In our company, git not supported, only TFS . On my team, however, we all use git , and before using git-tf we used git-tfs . A few days ago, I and another colleague decided to try git-tf , so we executed git tf clone --deep our project from TFS . This worked well, and we see all the changes in the quality of individual commits in the tree structure.
Some of our projects are shared by other teams, so other people will make changes and use only TFS to change their changes. I noticed that although I use git tf pull --deep , all revisions are merged into only one transaction containing all the files that have been modified. Even if in the history of TFS I see that on the last day there were 10 changes made by another team on the last day. I only see 1 new commit in my story.
When reading the git-tf documentation, I see the following:
Trailed
git tf pull [--deep] [--rebase]
Selects the changes made to TFS as a new commit in Git and merges the commit with the last commit into the current branch.

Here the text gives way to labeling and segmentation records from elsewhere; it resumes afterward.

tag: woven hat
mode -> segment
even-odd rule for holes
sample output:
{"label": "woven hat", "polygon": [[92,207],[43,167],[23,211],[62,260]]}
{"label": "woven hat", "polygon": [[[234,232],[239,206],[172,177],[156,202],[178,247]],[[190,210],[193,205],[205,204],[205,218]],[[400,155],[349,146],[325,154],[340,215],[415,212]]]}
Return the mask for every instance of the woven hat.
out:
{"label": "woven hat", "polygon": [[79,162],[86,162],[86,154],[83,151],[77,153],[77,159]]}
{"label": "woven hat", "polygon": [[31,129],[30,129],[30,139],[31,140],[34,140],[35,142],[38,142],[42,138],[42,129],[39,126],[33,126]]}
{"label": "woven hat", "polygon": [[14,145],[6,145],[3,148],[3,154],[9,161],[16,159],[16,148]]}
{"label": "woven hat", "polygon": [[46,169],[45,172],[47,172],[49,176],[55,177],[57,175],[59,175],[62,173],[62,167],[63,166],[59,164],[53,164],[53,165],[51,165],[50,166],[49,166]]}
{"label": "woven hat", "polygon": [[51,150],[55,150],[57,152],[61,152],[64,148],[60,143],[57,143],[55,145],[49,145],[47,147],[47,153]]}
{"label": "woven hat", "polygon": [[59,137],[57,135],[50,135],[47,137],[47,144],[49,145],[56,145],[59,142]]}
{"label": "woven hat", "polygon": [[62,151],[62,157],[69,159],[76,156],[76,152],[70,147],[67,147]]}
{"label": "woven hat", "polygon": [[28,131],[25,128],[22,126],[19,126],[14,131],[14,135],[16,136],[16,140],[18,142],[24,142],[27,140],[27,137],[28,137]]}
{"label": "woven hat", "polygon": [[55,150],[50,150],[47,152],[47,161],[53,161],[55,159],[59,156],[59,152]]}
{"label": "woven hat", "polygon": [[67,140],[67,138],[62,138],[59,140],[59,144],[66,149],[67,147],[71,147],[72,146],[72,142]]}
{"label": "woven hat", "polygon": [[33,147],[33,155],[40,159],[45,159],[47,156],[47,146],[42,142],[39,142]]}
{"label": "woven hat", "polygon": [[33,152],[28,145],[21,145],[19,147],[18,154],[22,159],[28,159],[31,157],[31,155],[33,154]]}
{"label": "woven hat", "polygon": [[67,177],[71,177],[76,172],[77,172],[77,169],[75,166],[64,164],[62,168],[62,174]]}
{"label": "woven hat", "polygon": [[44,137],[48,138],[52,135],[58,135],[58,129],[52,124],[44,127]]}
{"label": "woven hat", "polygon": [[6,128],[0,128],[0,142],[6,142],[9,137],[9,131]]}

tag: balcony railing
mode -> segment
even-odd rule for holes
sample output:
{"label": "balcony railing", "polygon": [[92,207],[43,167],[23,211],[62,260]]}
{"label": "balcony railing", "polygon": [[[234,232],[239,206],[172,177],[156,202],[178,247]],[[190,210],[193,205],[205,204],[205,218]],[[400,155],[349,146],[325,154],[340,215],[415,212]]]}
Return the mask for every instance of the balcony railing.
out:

By default, the pull selection command is shallow, but the -deep option can be used to create a Git commit for each set of TFS changes created since the last fetch. In addition, the default merge when pulling is used, but the --rebase option can be used to do rebase instead.
What am I missing? Which command should I use to get each set of changes as a new commit in the local git branch?
EDIT 1-6-2016
Since I asked this question, and no answers have been posted, this question can be closed or deleted. Perhaps in a future version of git-tfs this will become possible, I will follow him.